Começo por dizer que sou fã da Leslie Wolfe, não amei todos os livros que li da autora, mas foram, na sua maioria, livros de leitura rápida e viciante, em que me senti imergida num episódio de criminal minds. A Cirurgiã foi provavelmente o livro da autora que mais me desiludiu. É um livro que foge às suas temáticas habituais, mas, apesar disso, eu tinha bastante curiosidade nesta leitura.
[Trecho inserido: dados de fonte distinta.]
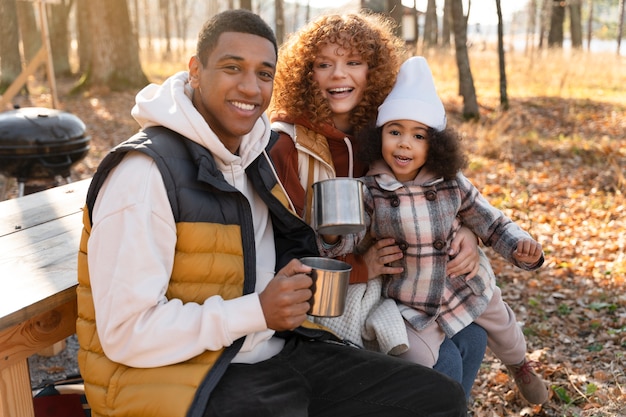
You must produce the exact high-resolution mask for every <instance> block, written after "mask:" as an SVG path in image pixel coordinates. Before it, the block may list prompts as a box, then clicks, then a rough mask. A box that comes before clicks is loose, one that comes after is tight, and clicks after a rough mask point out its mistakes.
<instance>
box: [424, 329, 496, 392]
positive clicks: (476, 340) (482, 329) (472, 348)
mask: <svg viewBox="0 0 626 417" xmlns="http://www.w3.org/2000/svg"><path fill="white" fill-rule="evenodd" d="M486 348H487V332H486V331H485V329H483V328H482V327H480V326H479V325H478V324H476V323H472V324H470V325H469V326H467V327H466V328H464V329H463V330H461V331H460V332H458V333H457V334H455V335H454V336H453V337H452V339H449V338H447V337H446V339H445V341H444V342H443V344H442V345H441V347H440V348H439V359H438V360H437V363H436V364H435V367H434V368H435V370H437V371H439V372H441V373H443V374H446V375H448V376H449V377H450V378H452V379H454V380H455V381H458V382H460V383H461V385H462V386H463V390H464V391H465V396H466V397H467V398H469V396H470V393H471V392H472V386H473V385H474V380H475V379H476V375H477V374H478V370H479V369H480V365H481V364H482V362H483V357H484V356H485V349H486Z"/></svg>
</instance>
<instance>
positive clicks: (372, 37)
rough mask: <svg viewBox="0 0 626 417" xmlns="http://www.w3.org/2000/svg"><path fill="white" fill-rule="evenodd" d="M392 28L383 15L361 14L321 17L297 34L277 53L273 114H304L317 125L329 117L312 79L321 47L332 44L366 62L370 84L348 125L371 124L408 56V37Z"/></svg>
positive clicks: (307, 118)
A protagonista, a Dr. Anne Wiley, é uma cirurgiã cardio-torácica de sucesso, que fica devastada quando perde o seu primeiro paciente, ao fim de mais de uma década de trabalho, o que para mim sendo cirurgiã, foi desde logo algo inverosímil. Mas estaria disposta a esquecer este facto ficcionado, não fosse o caso do enredo deste livro ser pobre e a ação arrastada. Não consegui simpatizar com a protagonista, nem com nenhuma das personagens apresentadas. A par da trama principal, a morte de um doente na mesa de operações de forma inesperada, é nos apresentado também uma espécie de triângulo amoroso previsível e que pouco acrescentou à narrativa.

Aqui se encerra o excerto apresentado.